О, если бы проснуться утром и знать, что он здесь! Ощущать, как от сильного огня трепещет и рычит труба камина, слышать, как потрескивает огонь в кухонной плите, слышать утренние звуки дома, запахи завтрака и ощущать неизменную защищенность! О, слышать, как он крадется внизу подобно пробудившемуся льву, слышать тяжелый хрип его исступленного дыхания; слышать зловещее бормотание, переходящее в тихий вой, когда он с гневным удовольствием готовит громогласную бранную утреннюю тираду, слышать, как он бормочет, когда из очага выскакивает уголек, дико гудит пламя, взметывающееся в дрожащий дымоход, как он бормочет, расхаживая как разъяренный зверь, и, наконец, услышать его широкие шаги по дому, готового к атаке, и памятный рев его пробужденной ярости, вырывающейся из дверного проема задней лестницы, когда он распахивал ее, призывая всех проснуться.
Не тогда ли, когда однажды он проснулся и услышал утренний львиный рык своего отца внизу, пришло это неистовство?
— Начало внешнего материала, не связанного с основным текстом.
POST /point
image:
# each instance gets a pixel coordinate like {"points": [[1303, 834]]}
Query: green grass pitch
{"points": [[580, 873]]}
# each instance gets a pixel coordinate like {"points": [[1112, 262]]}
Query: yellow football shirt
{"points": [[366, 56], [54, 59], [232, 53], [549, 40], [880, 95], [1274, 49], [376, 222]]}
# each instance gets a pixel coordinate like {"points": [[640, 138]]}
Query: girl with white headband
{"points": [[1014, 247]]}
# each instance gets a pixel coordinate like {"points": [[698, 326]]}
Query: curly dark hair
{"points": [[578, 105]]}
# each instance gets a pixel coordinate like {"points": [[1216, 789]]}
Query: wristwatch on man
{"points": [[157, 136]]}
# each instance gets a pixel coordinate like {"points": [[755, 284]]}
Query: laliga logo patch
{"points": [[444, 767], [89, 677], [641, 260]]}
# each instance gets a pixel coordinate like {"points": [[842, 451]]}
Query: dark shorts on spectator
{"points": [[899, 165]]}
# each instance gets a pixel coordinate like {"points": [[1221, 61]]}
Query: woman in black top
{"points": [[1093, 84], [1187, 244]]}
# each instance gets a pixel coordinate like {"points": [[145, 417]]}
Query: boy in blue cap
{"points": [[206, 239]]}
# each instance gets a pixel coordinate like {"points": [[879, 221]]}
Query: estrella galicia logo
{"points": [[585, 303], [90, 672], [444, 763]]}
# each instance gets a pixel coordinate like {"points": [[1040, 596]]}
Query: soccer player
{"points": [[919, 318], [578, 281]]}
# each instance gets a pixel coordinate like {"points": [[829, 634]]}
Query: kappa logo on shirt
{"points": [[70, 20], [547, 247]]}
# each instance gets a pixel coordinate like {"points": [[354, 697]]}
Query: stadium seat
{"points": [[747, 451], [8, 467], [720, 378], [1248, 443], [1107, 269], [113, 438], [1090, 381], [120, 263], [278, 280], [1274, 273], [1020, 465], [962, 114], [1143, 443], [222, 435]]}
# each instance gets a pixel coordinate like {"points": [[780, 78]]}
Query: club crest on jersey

Он не знал, можно ли распутать огромную паутину его жизни, пробраться сквозь жестокий хаос десяти тысяч его неистовых дней, расплести огромный беспокойный узор его жизни, и безвозвратно погрузиться в тишину, покой и уверенность в магическом мире новых начал.
Он не знал, спало ли это неистовство все эти годы или текло тайно, молчаливо, как безумие, в его крови. Но потом ему покажется, что неистовство впервые наполнило его жизнь, взорвалось, охватило его и завладело им, что впервые он ощутил его, увидел его, познал темное безграничное безумие его власти одной ночью много лет спустя, в поезде, идущем через штат Виргиния.